Black Beans with Lime Rice and Fried Plantains

For us, cold weather is bean weather, and we like the rich, warm feeling that this filling food provides on a chilly day.  Our last post covered a Southern classic, red beans and rice, but sometimes we like to branch out and cook beans a different way – which is to say we sometimes like to forgo all the sausage, ham, and other pork products that are generally found in Southern bean dishes.  This bean dish is completely vegetarian, but it’s still just as full of good, savory flavor as any bean dish you’ll come across.  We adapted this dish from several different Cuban-style black bean dishes we read, and it’s probably the bean dish I make most often.  The recipe here calls for dried beans, but this is almost as good using canned – and a lot quicker.  We’re serving it with lime rice and some crispy fried green plantains, but it also make a nice topping for nachos or filling for burritos.  Get creative!

Black Beans

  • 1 pound dry black beans (or two cans canned)
  • 1 1/2 cups chopped onion
  • 1 red bell pepper, chopped
  • 2 Anaheim chile peppers, chopped
  • 3 large cloves garlic, minced
  • 1 can tomato paste
  • 1 tablespoon white vinegar
  • 2 tablespoons dark brown sugar
  • 1 teaspoon red pepper
  • 1/2 teaspoon cumin

Soak the beans overnight.  If you’ve got really hard water, or like really soft beans, you can add a teaspoon of baking soda to the water – baking soda will raise the pH of the water which softens the beans.  When ready to cook, rinse your beans and add fresh water back to them, covering the top level of beans by about two inches.  Bring your beans to a boil, then simmer until they get good and tender.  It’s important that the beans be good and tender before you add any of the other ingredients; tomato paste and vinegar are both acidic (which lowers pH), and adding acidic ingredients too soon will result in beans that don’t ever get as soft as you might like them to be.  Once your beans have gotten tender, mash about a quarter of them up and stir well.  Saute the peppers, onion, and garlic until soft, then add them to the pot along with the tomato paste, vinegar, brown sugar, red pepper, and cumin.  Salt to taste.  Simmer until the beans are very tender and falling apart.  Taste often so you can adjust the salt and spice if needed!

For the lime rice, boil your brown or white rice as you normally would, but add the juice of of half a lime and 1/4 teaspoon ground coriander per cup of dry rice used.  This is a great compliment to these spicy beans!  We also enjoy some crispy, starchy fried plantains with this dish, which are very easy to make (see below).

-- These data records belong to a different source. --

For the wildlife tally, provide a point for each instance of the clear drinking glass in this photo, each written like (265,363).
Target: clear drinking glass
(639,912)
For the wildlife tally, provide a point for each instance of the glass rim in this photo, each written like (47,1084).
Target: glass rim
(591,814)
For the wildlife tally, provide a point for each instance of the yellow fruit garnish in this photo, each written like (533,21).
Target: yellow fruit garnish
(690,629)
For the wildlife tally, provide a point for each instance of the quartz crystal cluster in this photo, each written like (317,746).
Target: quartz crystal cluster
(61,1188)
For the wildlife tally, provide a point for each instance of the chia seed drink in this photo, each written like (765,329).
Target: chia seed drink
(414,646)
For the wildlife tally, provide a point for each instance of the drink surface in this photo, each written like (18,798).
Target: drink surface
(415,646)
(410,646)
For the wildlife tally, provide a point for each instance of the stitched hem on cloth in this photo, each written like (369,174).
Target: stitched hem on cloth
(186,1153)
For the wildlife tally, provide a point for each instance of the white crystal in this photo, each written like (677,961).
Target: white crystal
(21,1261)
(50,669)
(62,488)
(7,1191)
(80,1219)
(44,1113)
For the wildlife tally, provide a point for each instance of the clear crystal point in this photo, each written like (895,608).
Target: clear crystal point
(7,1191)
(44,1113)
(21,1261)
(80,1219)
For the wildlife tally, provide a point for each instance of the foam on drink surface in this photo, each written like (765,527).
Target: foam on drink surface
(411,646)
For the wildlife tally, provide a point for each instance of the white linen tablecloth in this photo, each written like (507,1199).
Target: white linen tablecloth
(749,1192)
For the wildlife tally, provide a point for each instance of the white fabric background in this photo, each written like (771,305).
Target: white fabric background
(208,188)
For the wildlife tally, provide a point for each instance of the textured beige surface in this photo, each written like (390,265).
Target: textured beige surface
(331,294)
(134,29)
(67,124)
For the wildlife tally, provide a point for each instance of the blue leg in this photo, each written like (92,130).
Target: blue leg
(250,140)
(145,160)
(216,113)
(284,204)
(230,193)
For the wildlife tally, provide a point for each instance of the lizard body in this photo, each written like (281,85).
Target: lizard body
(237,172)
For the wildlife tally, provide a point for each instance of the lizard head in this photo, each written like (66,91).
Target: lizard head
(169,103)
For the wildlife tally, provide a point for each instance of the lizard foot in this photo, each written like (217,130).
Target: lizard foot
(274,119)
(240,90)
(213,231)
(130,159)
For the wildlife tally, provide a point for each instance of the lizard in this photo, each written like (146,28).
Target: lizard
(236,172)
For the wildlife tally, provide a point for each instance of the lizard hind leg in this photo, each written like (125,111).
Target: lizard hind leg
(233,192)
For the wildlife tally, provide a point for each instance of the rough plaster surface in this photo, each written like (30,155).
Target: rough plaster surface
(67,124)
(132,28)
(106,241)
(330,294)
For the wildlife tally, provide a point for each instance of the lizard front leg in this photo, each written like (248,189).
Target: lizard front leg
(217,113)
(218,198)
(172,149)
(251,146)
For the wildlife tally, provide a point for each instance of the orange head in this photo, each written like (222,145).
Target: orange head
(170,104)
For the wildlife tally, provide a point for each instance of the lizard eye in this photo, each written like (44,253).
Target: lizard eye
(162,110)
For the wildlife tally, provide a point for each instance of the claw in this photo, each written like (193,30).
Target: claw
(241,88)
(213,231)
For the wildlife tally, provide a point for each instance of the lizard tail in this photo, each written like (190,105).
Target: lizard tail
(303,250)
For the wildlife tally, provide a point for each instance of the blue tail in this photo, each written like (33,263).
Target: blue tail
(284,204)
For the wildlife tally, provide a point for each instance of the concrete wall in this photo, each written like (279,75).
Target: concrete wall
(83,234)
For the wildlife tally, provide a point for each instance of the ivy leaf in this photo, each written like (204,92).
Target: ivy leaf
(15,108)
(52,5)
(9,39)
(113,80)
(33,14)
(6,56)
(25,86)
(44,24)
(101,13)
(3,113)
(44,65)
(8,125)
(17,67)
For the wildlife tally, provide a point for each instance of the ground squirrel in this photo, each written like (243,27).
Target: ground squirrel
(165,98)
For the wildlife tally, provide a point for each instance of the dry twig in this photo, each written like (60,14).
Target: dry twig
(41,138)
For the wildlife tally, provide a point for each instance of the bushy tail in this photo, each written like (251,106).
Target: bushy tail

Fried Green Plantains (Tostones)

  • 1-2 green plantains, cut into circular sections
  • oil for frying

The method here is to blanch the plantains in hot oil for 1-2 minutes per side (they’ll start to show a little color), then remove them to some paper towels for a thorough drain.  After they’ve drained, take the bottom of a glass and smash the plantains into thin disks, then put them back in the hot oil for another 2-4 minutes, or until they’re crisp and golden brown.  Sprinkle the crisps lightly with sea salt.  These are also great for dipping, and taste like a cross between a mild flavored banana chip and a potato chip (but better than both).

Beans are probably the best way that there is to eat healthy and cheaply – they’re really a perfect food as far as getting good nutrition and a bang for your buck.  We hope you’ll make them a part of your weekly meal plans – they’re certainly a delicious addition.  Enjoy!